A view of Pt. Molate

SPRAWLDEF’s lead attorney Norman La Force is fighting for Pt. Molate in coalition with the Sierra Club, Citizens for East Shore Parks (CESP), the Native Plant Society, and Friends of Molate Park, among others. For details, see Legal Defense Fund.

A second campaign in which SPRAWLDEF is playing a role is a critical long-term effort to reduce the fire risk in the Oakland/Berkeley hills by abatement of eucalyptus and other highly flammable non-native species on the regional park interface with residential areas.
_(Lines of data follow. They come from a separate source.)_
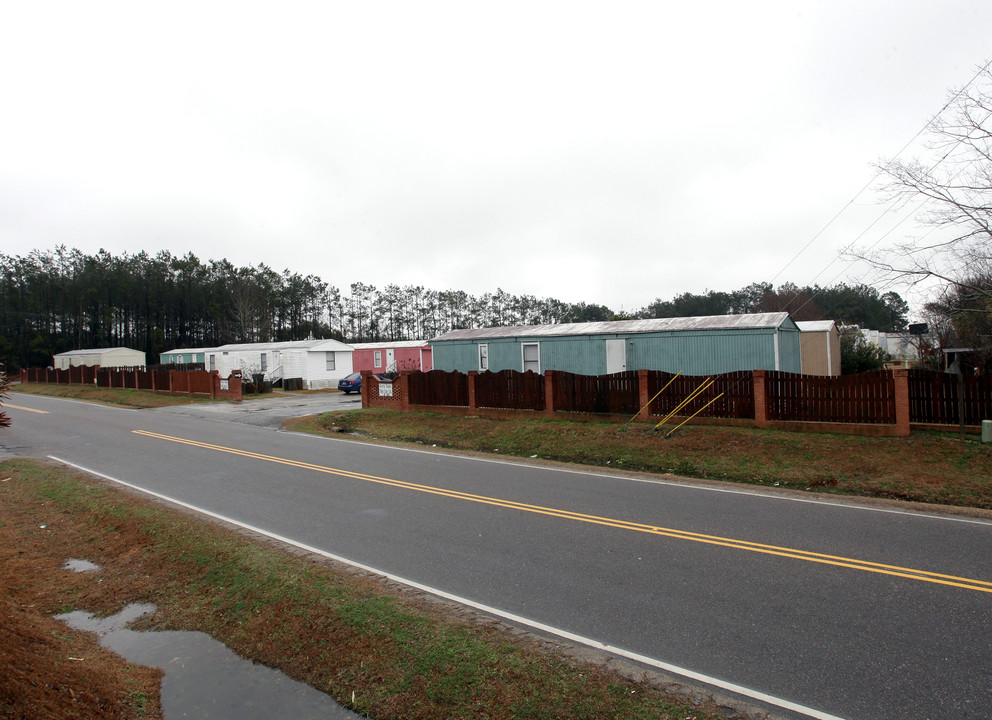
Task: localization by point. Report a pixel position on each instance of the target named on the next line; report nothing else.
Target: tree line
(63, 299)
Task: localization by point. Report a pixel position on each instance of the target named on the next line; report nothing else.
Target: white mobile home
(104, 357)
(316, 363)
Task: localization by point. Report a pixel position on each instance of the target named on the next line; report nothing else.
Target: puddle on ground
(203, 678)
(80, 566)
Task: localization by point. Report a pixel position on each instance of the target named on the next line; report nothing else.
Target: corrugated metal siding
(624, 327)
(701, 352)
(820, 351)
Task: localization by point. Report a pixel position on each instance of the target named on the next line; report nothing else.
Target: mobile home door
(616, 356)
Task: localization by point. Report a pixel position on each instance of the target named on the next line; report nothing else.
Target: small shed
(695, 345)
(317, 364)
(399, 356)
(184, 356)
(819, 344)
(104, 357)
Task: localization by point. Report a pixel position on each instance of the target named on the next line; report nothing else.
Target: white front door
(616, 356)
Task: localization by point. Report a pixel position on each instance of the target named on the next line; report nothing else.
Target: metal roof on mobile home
(625, 327)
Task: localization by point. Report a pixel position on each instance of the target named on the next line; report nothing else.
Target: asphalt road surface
(820, 608)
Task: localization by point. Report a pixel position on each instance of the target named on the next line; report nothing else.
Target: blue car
(351, 382)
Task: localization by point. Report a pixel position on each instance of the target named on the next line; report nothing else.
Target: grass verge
(379, 650)
(927, 467)
(107, 396)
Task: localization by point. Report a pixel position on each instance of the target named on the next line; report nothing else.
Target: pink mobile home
(393, 356)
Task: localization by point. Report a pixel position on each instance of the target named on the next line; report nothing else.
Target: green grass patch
(109, 396)
(927, 467)
(397, 655)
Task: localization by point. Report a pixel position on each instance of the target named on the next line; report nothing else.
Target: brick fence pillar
(759, 380)
(472, 374)
(366, 376)
(901, 378)
(402, 386)
(643, 395)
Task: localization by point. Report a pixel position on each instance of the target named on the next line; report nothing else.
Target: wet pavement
(268, 410)
(205, 679)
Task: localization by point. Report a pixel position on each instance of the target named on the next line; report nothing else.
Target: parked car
(351, 382)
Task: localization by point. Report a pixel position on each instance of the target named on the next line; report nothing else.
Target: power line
(881, 170)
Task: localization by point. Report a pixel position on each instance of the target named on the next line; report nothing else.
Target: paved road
(843, 609)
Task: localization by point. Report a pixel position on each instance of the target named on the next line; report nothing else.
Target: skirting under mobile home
(694, 345)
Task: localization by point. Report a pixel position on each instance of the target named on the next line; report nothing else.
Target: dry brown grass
(402, 655)
(927, 467)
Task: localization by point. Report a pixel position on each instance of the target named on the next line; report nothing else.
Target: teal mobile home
(695, 345)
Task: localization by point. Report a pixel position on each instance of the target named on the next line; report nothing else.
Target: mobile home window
(532, 356)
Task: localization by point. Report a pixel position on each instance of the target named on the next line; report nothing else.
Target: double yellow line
(822, 558)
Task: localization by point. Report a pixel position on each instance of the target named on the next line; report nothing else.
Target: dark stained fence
(933, 398)
(510, 389)
(737, 400)
(862, 398)
(161, 379)
(617, 393)
(437, 387)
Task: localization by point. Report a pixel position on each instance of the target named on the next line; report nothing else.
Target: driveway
(267, 410)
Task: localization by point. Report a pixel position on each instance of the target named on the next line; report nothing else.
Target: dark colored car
(351, 382)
SPRAWLDEF advocated and with the Sierra Club created the 3R’s for reducing fire risk in the Wildland Urban Interface (WUI)

The 3R’s are phased Removal of blue gum eucalyptus and other non-native fire fire dangerous trees and plans; Restore the native Oak-Bay woodland and grasslands which pose a reduced risk of fire, and thereby Re-Establish the prior native diversity in wildlife and habitat and endangered species.  This will substantial lower the fire risk and cost far less to maintain.  See the 3Rs Info Sheet.

SPRAWLDEF took on FEMA when it proposed granting FEMA Funds for vegetation management that simply thinned the blue gum eucalyptus plantations  which would not reduce the fire risk and which would be far more costly for the affected public agencies like the East Bay Regional Park District and the Cities of Berkeley, Oakland, El Cerrito, and Richmond.